Is that really a good wave to ride though? I am older than you, my generation had mostly melodic music by actual musicians, with lyrics about love and hope and some protest, sometimes corny, but it was not angry victim music. I have no idea what they lyrics of this song are, but the images I see are disturbing: gangs, gang tattoos, Hell's Angel-type motorcycle jackets, choppers, smoking, chains, boomboxes, nightmare club scene, 10-year old boys making gangster rap hand signs. And most of all I see Angry Attitude in the eyes of the men, and the woman fighters, wtf, women fighting in a ring? So progressive. I did not see ONE adult smiling. Sheesh, please, do young people need these "heroes"? I don't get Cambodian men imitating black American gang culture as cool.

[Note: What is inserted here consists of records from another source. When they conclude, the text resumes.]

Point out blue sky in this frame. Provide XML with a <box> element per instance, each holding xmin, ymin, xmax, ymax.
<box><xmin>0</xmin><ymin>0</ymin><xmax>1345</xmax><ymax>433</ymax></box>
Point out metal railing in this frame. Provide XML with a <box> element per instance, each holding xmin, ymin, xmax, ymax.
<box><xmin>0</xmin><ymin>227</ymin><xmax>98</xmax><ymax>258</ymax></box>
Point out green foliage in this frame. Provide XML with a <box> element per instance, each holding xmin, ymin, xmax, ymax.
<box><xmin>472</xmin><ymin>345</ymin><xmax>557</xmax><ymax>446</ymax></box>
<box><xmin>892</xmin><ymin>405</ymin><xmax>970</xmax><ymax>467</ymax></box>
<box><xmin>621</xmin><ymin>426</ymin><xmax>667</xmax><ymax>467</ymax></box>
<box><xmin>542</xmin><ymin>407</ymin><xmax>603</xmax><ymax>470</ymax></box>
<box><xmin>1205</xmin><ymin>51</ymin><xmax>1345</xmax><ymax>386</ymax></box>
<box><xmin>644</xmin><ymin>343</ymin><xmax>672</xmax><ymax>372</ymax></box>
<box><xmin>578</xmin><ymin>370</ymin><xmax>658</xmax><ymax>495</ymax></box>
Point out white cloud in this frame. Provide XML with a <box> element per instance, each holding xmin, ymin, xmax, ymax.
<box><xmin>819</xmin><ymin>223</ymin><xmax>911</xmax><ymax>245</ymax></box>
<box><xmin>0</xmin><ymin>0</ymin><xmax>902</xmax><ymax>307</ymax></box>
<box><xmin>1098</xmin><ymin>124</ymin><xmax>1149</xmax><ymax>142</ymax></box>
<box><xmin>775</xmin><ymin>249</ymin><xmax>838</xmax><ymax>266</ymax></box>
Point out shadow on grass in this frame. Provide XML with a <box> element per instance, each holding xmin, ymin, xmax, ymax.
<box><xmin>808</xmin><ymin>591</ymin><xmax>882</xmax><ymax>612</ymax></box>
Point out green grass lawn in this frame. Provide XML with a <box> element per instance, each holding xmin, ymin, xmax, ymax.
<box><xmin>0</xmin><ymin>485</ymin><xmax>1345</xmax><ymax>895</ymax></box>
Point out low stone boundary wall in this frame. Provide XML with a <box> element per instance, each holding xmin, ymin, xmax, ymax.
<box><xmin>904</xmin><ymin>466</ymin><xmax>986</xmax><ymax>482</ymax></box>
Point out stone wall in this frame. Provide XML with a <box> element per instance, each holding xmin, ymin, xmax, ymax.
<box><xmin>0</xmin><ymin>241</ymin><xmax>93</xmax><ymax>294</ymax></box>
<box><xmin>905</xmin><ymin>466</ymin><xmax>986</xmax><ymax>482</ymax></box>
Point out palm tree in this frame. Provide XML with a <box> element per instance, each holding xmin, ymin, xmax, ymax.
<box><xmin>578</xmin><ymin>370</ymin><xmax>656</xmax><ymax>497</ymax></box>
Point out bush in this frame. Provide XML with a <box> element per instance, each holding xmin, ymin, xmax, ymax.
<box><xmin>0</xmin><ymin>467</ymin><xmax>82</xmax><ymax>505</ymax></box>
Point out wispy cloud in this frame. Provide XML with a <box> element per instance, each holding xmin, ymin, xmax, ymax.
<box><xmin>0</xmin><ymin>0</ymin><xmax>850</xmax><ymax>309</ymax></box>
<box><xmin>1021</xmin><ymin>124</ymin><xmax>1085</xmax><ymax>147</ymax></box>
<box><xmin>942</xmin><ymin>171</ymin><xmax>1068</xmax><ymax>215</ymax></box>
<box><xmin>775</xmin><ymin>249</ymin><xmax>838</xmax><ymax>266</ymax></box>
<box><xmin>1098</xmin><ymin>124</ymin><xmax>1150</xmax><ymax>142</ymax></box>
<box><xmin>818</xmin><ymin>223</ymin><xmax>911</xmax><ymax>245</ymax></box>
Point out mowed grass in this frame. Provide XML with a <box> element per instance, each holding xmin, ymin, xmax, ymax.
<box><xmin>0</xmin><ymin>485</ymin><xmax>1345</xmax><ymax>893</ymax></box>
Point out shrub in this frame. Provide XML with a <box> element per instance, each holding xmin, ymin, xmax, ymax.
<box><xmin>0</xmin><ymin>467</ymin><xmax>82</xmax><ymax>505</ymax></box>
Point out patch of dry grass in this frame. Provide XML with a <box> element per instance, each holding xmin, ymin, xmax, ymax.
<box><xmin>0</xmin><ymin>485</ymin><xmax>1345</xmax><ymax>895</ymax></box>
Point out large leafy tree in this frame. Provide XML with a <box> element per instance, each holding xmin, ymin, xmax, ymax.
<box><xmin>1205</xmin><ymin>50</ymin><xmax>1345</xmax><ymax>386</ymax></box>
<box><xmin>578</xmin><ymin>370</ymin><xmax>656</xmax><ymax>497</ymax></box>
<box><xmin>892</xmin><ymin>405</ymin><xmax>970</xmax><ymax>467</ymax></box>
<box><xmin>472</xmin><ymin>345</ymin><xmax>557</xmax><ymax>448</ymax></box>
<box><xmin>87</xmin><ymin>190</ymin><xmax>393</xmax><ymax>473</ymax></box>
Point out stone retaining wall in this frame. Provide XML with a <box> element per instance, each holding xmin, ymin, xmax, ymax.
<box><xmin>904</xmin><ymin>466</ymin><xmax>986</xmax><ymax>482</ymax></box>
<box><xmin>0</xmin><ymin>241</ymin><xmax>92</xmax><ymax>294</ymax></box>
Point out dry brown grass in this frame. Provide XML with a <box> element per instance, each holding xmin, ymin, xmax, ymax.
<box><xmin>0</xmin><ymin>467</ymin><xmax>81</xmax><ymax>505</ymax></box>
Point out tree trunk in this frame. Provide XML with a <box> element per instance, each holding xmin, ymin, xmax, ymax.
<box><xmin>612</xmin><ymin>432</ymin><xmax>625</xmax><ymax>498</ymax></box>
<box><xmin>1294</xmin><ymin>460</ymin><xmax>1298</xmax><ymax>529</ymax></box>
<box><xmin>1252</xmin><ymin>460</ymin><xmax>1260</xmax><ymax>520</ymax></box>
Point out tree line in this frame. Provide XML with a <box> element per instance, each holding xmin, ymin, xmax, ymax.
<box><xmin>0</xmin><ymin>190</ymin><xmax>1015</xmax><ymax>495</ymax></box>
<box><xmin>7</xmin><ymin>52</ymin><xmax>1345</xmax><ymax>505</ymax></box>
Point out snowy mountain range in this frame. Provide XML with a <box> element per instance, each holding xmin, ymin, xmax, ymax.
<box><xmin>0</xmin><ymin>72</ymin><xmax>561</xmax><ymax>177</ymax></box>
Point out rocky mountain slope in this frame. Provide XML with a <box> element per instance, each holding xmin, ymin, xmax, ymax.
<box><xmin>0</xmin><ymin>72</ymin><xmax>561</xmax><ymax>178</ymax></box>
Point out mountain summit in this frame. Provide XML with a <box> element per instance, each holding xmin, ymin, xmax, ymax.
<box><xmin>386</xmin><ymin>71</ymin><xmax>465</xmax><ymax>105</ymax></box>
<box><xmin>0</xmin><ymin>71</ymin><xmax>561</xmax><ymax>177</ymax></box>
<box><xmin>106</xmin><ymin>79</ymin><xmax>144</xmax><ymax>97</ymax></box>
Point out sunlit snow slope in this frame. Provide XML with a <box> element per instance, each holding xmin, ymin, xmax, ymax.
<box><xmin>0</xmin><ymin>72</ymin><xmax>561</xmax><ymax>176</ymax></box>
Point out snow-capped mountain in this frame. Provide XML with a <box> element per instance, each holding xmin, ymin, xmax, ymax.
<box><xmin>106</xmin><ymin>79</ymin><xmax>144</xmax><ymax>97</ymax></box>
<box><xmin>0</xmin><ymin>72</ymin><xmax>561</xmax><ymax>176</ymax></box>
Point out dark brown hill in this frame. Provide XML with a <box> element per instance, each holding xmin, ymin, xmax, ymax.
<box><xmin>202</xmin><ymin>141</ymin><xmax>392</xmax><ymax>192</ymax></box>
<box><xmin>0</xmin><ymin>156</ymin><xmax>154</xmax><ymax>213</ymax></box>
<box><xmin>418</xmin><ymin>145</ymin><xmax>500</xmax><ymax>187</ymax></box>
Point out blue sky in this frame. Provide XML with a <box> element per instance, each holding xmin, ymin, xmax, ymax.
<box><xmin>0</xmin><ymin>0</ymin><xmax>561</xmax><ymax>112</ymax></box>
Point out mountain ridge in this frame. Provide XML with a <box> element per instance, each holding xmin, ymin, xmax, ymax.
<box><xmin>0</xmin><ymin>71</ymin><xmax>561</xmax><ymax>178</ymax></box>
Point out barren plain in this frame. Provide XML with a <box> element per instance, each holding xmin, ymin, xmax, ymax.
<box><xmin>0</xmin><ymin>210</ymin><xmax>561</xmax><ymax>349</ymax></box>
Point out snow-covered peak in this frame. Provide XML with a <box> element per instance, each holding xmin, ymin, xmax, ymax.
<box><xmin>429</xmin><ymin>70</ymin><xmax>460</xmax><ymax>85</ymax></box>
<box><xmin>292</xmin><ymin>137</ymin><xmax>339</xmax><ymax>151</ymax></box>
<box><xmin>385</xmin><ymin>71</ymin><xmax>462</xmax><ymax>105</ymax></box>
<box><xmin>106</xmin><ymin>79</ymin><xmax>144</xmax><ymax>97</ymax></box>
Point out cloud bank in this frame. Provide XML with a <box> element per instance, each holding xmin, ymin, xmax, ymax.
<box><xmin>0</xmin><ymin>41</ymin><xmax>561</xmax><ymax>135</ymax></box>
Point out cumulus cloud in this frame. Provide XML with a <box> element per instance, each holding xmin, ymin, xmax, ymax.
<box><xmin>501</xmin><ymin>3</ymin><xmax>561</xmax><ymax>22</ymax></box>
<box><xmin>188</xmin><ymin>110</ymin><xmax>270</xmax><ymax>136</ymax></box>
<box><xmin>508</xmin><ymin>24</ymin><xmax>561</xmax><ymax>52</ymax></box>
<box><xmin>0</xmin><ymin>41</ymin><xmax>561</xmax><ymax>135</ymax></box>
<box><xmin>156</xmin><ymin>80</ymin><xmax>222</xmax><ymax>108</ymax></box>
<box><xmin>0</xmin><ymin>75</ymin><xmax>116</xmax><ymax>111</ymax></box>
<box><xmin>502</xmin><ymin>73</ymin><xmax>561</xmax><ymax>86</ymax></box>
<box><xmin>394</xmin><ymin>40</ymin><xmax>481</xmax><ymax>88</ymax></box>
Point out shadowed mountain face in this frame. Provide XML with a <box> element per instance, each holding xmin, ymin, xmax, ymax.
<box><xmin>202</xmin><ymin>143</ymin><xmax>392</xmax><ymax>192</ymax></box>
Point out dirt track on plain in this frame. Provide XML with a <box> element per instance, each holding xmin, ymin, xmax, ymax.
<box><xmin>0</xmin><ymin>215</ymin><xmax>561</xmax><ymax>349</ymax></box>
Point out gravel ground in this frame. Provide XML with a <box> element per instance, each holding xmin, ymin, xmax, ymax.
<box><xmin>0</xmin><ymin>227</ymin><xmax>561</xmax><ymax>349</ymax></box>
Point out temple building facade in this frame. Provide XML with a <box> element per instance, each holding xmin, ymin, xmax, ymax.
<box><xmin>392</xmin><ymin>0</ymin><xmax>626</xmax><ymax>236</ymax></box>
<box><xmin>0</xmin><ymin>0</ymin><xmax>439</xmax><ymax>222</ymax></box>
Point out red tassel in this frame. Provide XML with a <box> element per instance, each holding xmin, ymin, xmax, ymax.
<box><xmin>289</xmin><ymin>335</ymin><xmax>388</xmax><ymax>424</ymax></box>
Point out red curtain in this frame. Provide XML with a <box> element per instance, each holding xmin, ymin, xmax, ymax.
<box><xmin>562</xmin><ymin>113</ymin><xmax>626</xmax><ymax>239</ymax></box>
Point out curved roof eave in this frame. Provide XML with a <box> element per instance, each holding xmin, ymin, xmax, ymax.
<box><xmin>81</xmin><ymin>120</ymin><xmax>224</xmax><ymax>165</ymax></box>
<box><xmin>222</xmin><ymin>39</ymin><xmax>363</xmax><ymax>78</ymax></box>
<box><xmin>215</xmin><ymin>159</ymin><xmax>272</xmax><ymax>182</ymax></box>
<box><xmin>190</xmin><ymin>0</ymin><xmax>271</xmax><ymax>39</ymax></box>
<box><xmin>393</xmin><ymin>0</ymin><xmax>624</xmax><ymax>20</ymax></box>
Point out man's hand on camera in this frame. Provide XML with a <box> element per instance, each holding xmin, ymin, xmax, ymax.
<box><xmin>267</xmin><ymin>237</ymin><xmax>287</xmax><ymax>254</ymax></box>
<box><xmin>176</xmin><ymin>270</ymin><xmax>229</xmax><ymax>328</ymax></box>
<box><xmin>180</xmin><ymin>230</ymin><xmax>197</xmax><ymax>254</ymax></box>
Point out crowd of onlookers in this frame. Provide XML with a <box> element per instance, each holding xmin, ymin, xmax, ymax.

I am American, America is undergoing a terrible time. I blame black culture for many of the failures of black Americans, not racism. Rap/hip hop/gangster music was invented in the black ghettos of American cities. Young blacks are not following leaders like Obama with positive messages to study-hard, work-hard and succeed messages, from this kind of music. Positive, healthy, safe guidance is what they need, it is what all young people need.
Oh well that is just my take, but you asked what we think! Thanks for writing about your country.